La crise migratoire qui a frappé Ceuta, l’une des deux enclaves espagnoles situées sur la côte nord du Maroc, est revenue « quasiment » à la normale ce week-end, selon Madrid. En quelques jours, des dizaines de milliers de migrants, pour l’essentiel des Marocains, ont franchi la frontière terrestre ou gagné l’enclave à la nage, provoquant un afflux d’une ampleur inédite. Au moins 67 personnes ont perdu la vie, et la presse espagnole s’interroge sur le rôle des autorités marocaines.

Le président du gouvernement local de Ceuta, Juan Jesus Vivas, a estimé qu’environ 60 000 personnes étaient arrivées en l’espace de deux ou trois jours, principalement des jeunes hommes et des adolescents. Le ministère espagnol de l’Intérieur avance pour sa part le chiffre de 50 000 entrants. Vendredi en fin de journée, plus de 48 000 personnes entrées illégalement avaient déjà quitté l’enclave pour retourner au Maroc, selon le ministère.

L’ampleur du phénomène est saisissante au regard de la population de Ceuta, qui compte environ 84 000 habitants. Les images d’une frontière submergée par la foule ont fait le tour des médias, mais la presse espagnole refuse de s’y limiter. Elle cherche à comprendre pourquoi des milliers de personnes se sont soudainement présentées à la frontière et comment de tels franchissements ont pu avoir lieu.

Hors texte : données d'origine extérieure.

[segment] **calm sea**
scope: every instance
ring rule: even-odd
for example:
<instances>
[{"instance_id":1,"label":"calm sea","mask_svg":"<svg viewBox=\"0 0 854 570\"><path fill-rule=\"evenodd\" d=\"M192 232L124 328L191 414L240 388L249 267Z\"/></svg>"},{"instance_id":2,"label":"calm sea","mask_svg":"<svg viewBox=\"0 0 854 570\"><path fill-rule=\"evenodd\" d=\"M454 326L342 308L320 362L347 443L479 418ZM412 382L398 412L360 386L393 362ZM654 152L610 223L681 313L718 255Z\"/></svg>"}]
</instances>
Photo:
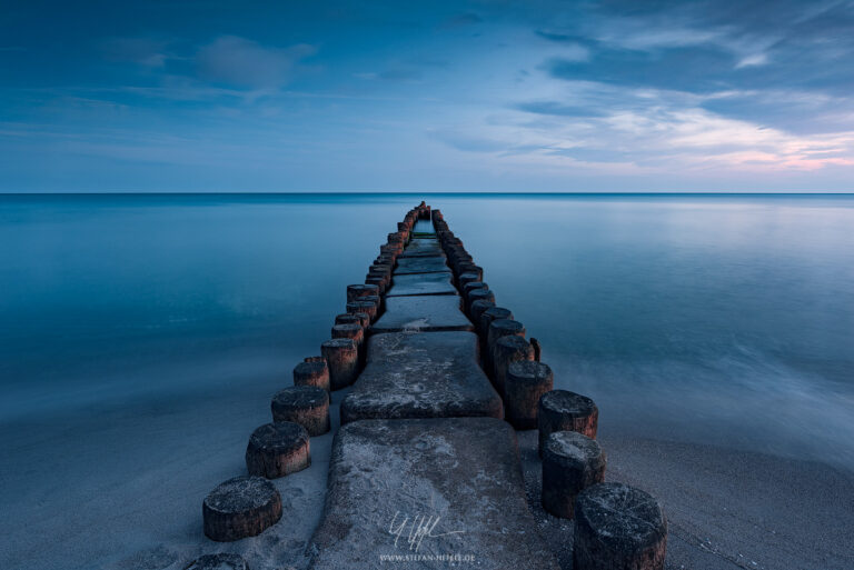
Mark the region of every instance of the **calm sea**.
<instances>
[{"instance_id":1,"label":"calm sea","mask_svg":"<svg viewBox=\"0 0 854 570\"><path fill-rule=\"evenodd\" d=\"M852 196L3 196L0 423L287 384L421 198L604 429L854 467Z\"/></svg>"}]
</instances>

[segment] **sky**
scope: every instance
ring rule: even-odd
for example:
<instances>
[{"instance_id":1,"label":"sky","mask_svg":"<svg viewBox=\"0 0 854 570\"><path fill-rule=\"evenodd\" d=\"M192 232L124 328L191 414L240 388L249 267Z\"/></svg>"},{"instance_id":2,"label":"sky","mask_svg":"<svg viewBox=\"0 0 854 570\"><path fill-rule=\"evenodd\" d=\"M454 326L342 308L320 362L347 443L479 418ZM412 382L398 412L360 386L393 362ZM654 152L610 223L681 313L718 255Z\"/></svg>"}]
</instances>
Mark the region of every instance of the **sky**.
<instances>
[{"instance_id":1,"label":"sky","mask_svg":"<svg viewBox=\"0 0 854 570\"><path fill-rule=\"evenodd\" d=\"M854 1L19 1L0 192L854 191Z\"/></svg>"}]
</instances>

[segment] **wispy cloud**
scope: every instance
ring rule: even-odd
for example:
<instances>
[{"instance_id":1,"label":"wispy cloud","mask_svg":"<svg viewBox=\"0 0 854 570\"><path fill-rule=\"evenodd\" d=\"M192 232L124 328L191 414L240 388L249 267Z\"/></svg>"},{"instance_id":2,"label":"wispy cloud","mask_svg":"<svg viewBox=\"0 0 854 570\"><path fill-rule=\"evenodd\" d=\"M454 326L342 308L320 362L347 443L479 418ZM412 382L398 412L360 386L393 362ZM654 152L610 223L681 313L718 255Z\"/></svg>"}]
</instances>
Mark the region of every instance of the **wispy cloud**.
<instances>
[{"instance_id":1,"label":"wispy cloud","mask_svg":"<svg viewBox=\"0 0 854 570\"><path fill-rule=\"evenodd\" d=\"M284 86L296 63L316 52L299 43L289 48L267 48L237 36L222 36L203 46L196 54L199 77L203 80L240 88Z\"/></svg>"}]
</instances>

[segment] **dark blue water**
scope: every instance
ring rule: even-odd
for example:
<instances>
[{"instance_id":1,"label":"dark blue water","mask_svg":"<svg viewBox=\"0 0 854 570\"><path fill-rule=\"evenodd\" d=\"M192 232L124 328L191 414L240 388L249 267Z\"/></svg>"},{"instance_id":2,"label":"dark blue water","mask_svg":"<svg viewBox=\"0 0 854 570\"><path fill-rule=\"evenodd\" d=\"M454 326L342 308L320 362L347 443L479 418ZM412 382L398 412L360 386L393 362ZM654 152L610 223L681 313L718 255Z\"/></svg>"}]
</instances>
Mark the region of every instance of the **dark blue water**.
<instances>
[{"instance_id":1,"label":"dark blue water","mask_svg":"<svg viewBox=\"0 0 854 570\"><path fill-rule=\"evenodd\" d=\"M602 429L854 466L854 198L424 198ZM420 199L0 197L0 422L287 382Z\"/></svg>"}]
</instances>

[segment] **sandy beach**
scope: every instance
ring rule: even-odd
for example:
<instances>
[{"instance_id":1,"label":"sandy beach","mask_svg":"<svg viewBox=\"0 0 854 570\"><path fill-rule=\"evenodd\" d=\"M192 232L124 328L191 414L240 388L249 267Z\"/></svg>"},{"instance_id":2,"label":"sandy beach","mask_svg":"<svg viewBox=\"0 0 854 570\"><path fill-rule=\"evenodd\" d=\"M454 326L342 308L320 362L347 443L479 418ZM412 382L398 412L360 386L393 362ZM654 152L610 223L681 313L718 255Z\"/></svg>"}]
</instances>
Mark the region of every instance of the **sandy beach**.
<instances>
[{"instance_id":1,"label":"sandy beach","mask_svg":"<svg viewBox=\"0 0 854 570\"><path fill-rule=\"evenodd\" d=\"M311 439L311 467L275 481L279 523L259 537L217 543L201 531L201 500L245 472L251 430L267 421L275 379L168 406L92 410L57 430L2 427L0 566L19 570L179 570L207 552L239 552L255 570L304 568L320 520L338 428ZM696 443L640 439L604 422L607 478L655 494L669 520L674 569L844 570L854 560L854 473L814 462ZM51 420L51 426L56 426ZM519 450L539 532L572 567L573 523L539 507L536 433ZM109 466L105 466L108 462ZM121 466L121 468L117 468Z\"/></svg>"}]
</instances>

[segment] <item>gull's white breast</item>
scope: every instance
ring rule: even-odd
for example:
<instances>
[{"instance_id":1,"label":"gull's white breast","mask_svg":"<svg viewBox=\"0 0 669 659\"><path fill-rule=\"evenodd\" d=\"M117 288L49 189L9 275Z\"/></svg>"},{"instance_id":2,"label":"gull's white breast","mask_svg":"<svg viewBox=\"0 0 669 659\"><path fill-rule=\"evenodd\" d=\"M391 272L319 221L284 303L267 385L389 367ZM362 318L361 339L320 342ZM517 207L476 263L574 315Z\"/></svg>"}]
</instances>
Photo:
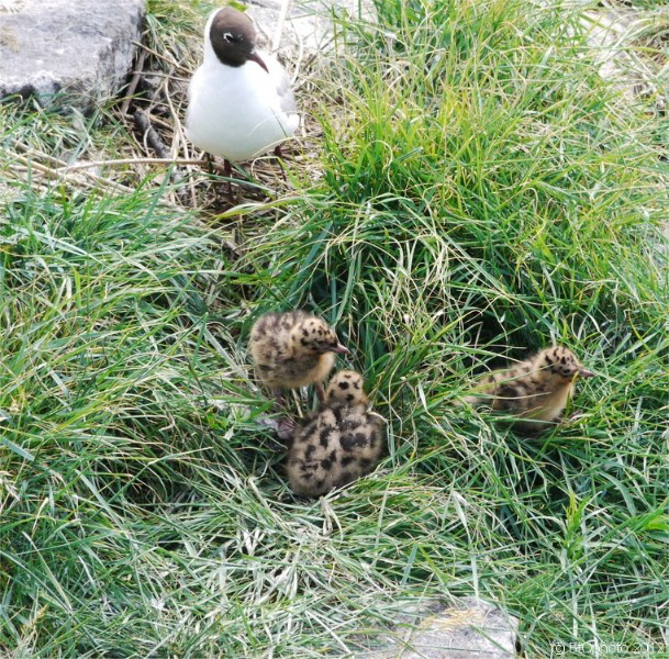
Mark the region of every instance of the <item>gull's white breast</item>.
<instances>
[{"instance_id":1,"label":"gull's white breast","mask_svg":"<svg viewBox=\"0 0 669 659\"><path fill-rule=\"evenodd\" d=\"M205 53L188 89L186 134L196 146L227 160L249 160L296 132L288 76L271 55L259 55L269 74L256 62L233 67Z\"/></svg>"}]
</instances>

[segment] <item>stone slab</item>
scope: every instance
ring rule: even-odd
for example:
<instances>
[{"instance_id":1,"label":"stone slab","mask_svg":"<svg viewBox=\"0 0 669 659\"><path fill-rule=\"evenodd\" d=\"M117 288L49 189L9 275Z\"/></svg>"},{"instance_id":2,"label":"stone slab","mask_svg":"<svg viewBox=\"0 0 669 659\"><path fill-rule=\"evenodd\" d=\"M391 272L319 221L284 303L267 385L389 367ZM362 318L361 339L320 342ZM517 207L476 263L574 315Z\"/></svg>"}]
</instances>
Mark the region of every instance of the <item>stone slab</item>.
<instances>
[{"instance_id":1,"label":"stone slab","mask_svg":"<svg viewBox=\"0 0 669 659\"><path fill-rule=\"evenodd\" d=\"M145 0L0 0L0 98L86 110L115 94L141 37Z\"/></svg>"},{"instance_id":2,"label":"stone slab","mask_svg":"<svg viewBox=\"0 0 669 659\"><path fill-rule=\"evenodd\" d=\"M492 604L465 597L455 605L435 603L406 613L379 650L359 659L513 659L517 619Z\"/></svg>"}]
</instances>

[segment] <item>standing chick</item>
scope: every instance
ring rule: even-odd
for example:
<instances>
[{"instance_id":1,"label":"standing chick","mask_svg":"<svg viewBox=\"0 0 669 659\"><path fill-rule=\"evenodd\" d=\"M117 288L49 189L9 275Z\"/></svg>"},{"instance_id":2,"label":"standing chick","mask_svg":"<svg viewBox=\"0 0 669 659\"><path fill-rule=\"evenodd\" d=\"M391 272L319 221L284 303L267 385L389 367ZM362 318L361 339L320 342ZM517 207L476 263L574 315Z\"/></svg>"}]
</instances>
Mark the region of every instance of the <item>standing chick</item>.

Plusieurs explications circulent pour tenter de rendre compte de cette vague migratoire. Des rumeurs d’ouverture imminente de la frontière, une décision de justice mal interprétée et un emballement des réseaux sociaux sont évoqués. Des tensions diplomatiques entre Rabat et Madrid pourraient également avoir joué un rôle dans ce mouvement d’une ampleur sans précédent.

Le ministre espagnol de l’Intérieur, Fernando Grande-Marlaska, a déploré des « événements tristes, dramatiques » après la confirmation d’au moins 67 morts parmi les migrants qui tentaient d’atteindre Ceuta à la nage. Ce bilan, déjà lourd, pourrait évoluer dans les prochains jours.

La question de l’attitude des forces de sécurité marocaines est au centre des débats. Le journaliste Ignacio Cembrero, spécialiste des questions migratoires en Afrique du Nord, affirme que, depuis mercredi, les forces de sécurité marocaines « restent les bras croisés ». Selon lui, les migrants ont dû franchir des cordons de police et de forces auxiliaires pour atteindre la digue qui marque la frontière entre Ceuta et le Maroc. « Il est évident qu’on les a laissés passer. Sinon, cela ne se serait pas produit », explique-t-il.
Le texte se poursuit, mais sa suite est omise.